I don't think you are missing anything in your tests and am not sure that this is a bug.
DLPAR memory remove operations are not guaranteed, memory remove requests fail quite often
because the LMBs we are trying to remove are not removable.

From the added printks you put in this appears to be what is happening. When trying to
remove the range of LMBs, one of the memory sections in one of the LMBs is not removbable,
this is seen when lmb_is_removable() returns false.

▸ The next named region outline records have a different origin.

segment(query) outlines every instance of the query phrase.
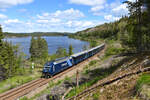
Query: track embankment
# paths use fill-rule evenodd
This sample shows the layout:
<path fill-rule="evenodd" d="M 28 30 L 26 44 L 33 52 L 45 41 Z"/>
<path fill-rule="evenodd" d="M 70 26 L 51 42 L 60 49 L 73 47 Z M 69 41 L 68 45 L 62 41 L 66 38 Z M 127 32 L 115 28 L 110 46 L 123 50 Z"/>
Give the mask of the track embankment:
<path fill-rule="evenodd" d="M 52 78 L 44 79 L 39 78 L 37 80 L 31 81 L 26 83 L 22 86 L 18 86 L 17 88 L 11 89 L 5 93 L 0 94 L 0 100 L 15 100 L 22 96 L 32 97 L 37 93 L 40 93 L 42 90 L 46 89 L 48 83 L 50 81 L 56 82 L 58 80 L 64 79 L 66 76 L 70 77 L 76 73 L 77 70 L 83 70 L 85 65 L 87 65 L 90 61 L 98 59 L 98 56 L 104 53 L 106 48 L 101 50 L 99 53 L 95 54 L 94 56 L 86 59 L 85 61 L 55 75 Z"/>
<path fill-rule="evenodd" d="M 99 88 L 99 87 L 103 87 L 105 85 L 109 85 L 109 84 L 114 83 L 114 82 L 116 82 L 118 80 L 124 79 L 124 78 L 126 78 L 128 76 L 137 75 L 137 74 L 140 74 L 140 73 L 143 73 L 143 72 L 149 72 L 149 71 L 150 71 L 150 67 L 147 67 L 147 68 L 143 68 L 143 69 L 138 69 L 136 71 L 130 71 L 130 72 L 126 73 L 126 74 L 120 75 L 120 76 L 118 76 L 116 78 L 113 78 L 113 79 L 110 79 L 110 80 L 107 80 L 107 81 L 105 81 L 103 83 L 98 82 L 97 84 L 91 86 L 90 88 L 87 88 L 83 92 L 81 92 L 81 93 L 77 94 L 76 96 L 73 96 L 73 97 L 71 97 L 71 98 L 69 98 L 67 100 L 80 100 L 81 98 L 86 97 L 90 93 L 96 91 L 96 89 Z"/>

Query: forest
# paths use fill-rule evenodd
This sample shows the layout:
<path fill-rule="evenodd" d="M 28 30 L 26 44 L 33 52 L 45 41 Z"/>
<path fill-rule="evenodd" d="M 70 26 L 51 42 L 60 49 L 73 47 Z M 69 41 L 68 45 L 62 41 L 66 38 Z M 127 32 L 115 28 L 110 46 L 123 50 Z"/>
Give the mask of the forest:
<path fill-rule="evenodd" d="M 126 51 L 146 52 L 150 49 L 150 1 L 126 1 L 129 16 L 71 34 L 70 37 L 87 41 L 114 40 L 121 42 Z"/>

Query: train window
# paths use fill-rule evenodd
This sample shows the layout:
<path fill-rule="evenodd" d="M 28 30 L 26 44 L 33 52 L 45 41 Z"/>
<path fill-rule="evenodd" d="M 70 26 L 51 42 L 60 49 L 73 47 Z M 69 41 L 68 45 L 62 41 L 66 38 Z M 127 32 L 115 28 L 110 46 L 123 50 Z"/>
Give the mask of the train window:
<path fill-rule="evenodd" d="M 55 66 L 53 65 L 53 72 L 55 72 Z"/>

The behavior you then describe, that all LMBs are added back is the correct behavior for
DLPAR operations, they are an all or nothing operation. If any part of the DLPAR request
fails (during add or remove) we revert any changed LMBs back to the stat they were in
prior to handling the request.

-Nathan


> 
> Thanks,
> 
> 
> Daniel
>
Michael Ellerman Oct. 6, 2017, 4:46 a.m. | #2
Nathan Fontenot <nfont@linux.vnet.ibm.com> writes:
> On 10/04/2017 03:21 PM, Daniel Henrique Barboza wrote:
...
>> It appears that the hot unplug is failing because lmb_is_removable(lmb) is returning
>> false inside dlpar_remove_lmb, triggering the hotplug of the LMBs again:
...
>> 
>> I am not aware of anything that I can do from QEMU side to fix this. Can anyone take a look or provide
>> guidance? Am I missing something in my tests?
>> 
>
> I don't think you are missing anything in your tests and am not sure that this is a bug.
> DLPAR memory remove operations are not guaranteed, memory remove requests fail quite often
> because the LMBs we are trying to remove are not removable.
>
> From the added printks you put in this appears to be what is happening. When trying to
> remove the range of LMBs, one of the memory sections in one of the LMBs is not removbable,
> this is seen when lmb_is_removable() returns false.

Yeah I agree.

Unless you (Daniel) think there's some reason lmb_is_removable() is
incorrectly returning false. But most likely it's correct and there's
just an unmovable allocation in that range.

cheers
Daniel Henrique Barboza Oct. 6, 2017, 11:04 a.m. | #3
> Unless you (Daniel) think there's some reason lmb_is_removable() is
> incorrectly returning false. But most likely it's correct and there's
> just an unmovable allocation in that range.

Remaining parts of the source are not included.